Magnetic Topology Changes Everything
One of the more striking outcomes is how the magnetic field geometry at the start of the simulation determines the disk’s evolution. Initial configurations with a single-loop field, which create a net vertical flux at the midplane, give rise to thin, gas-pressure-supported disks enveloped by magnetized coronae. These disks remain remarkably stable even under intense radiation, showing no signs of thermal instability.
By contrast, double-loop configurations, which lack net vertical magnetic flux, form magnetically elevated disks, where magnetic pressure dominates throughout the structure. These flows tend to lack strong jets, show greater variability in emitted radiation, and feature denser equatorial outflows. “The disk is supported primarily by both magnetic and radiation pressure throughout, with the former dominating,” the study notes.
This distinction has observational implications. According to the research, models with double-loop fields tend to show stronger variability and lower radiative efficiency. This may help interpret the behavior of X-ray binaries in different accretion states, or why some ULXs appear radio-quiet even at high luminosities.
Black Hole Engines, Simulated at Exascale
Behind these results is a massive technical achievement. The team ran their models using AthenaK, a new version of Athena++ adapted for exascale systems. The simulations were executed on Frontier and Aurora, two of the most powerful supercomputers on Earth, capable of performing quintillions of calculations per second.
The code includes a fully coupled relativistic radiation transport algorithm, solving time-dependent transfer equations without any M1 or fluid-like approximations.
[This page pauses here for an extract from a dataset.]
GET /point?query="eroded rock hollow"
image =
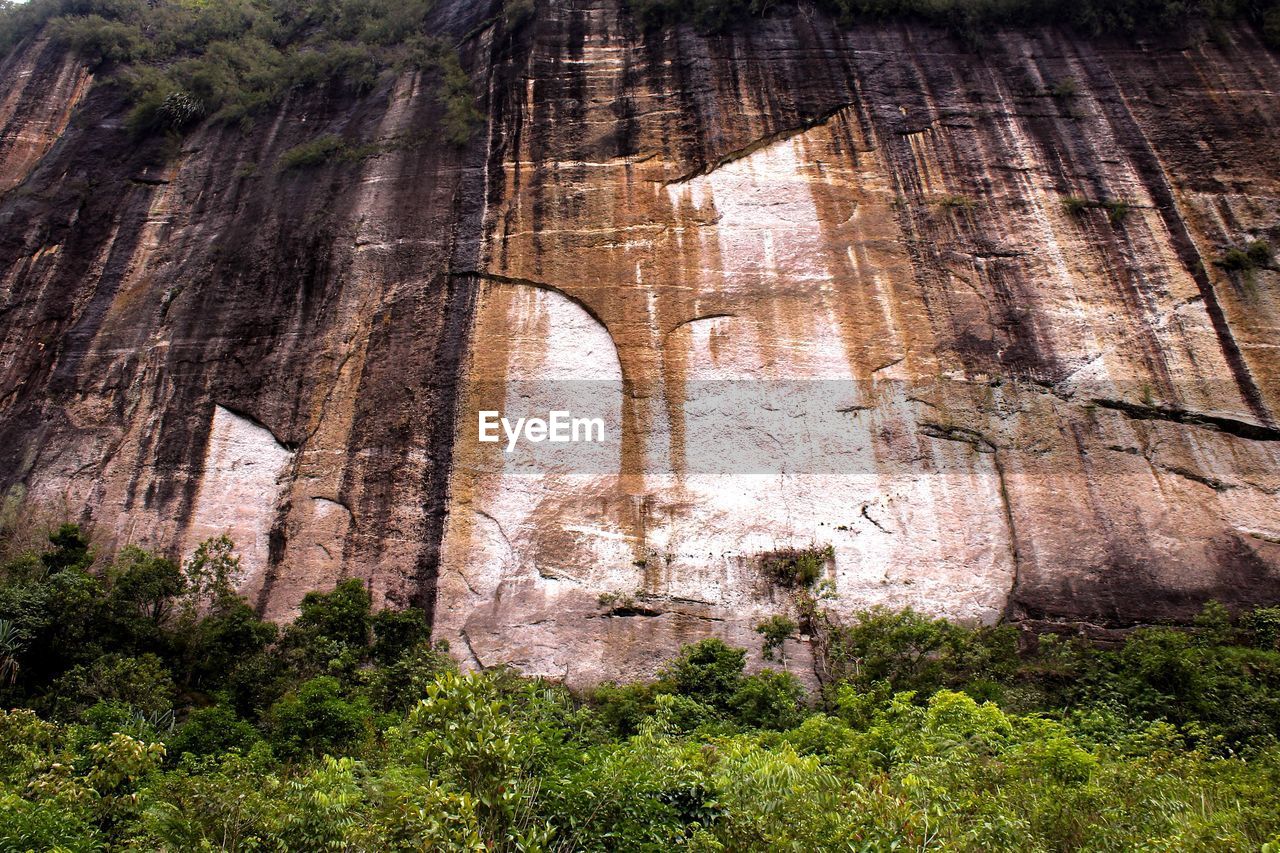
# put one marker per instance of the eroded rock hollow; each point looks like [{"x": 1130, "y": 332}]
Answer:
[{"x": 954, "y": 322}]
Christopher White of Princeton University led the development of this algorithm, while Patrick Mullen, Member (2021-22) in the School of Natural Sciences and now at Los Alamos National Laboratory, integrated it into the radiation GRMHD framework.
According to the paper, “Ours is the only algorithm that exists at the moment that provides a solution by treating radiation as it really is in general relativity.” These models required up to 120,000 node hours per run and resolved structures as thin as H/r ≈ 0.02, an unprecedented scale for global black hole accretion models.
Even subtle effects like radiation drag on the jet spine and outflow beaming factors were accurately captured. Jet Lorentz factors reached up to 10.2 in the fastest cases, and photon escape was found to be highly angle-dependent, with implications for observed brightness in systems like little red dots detected by JWST.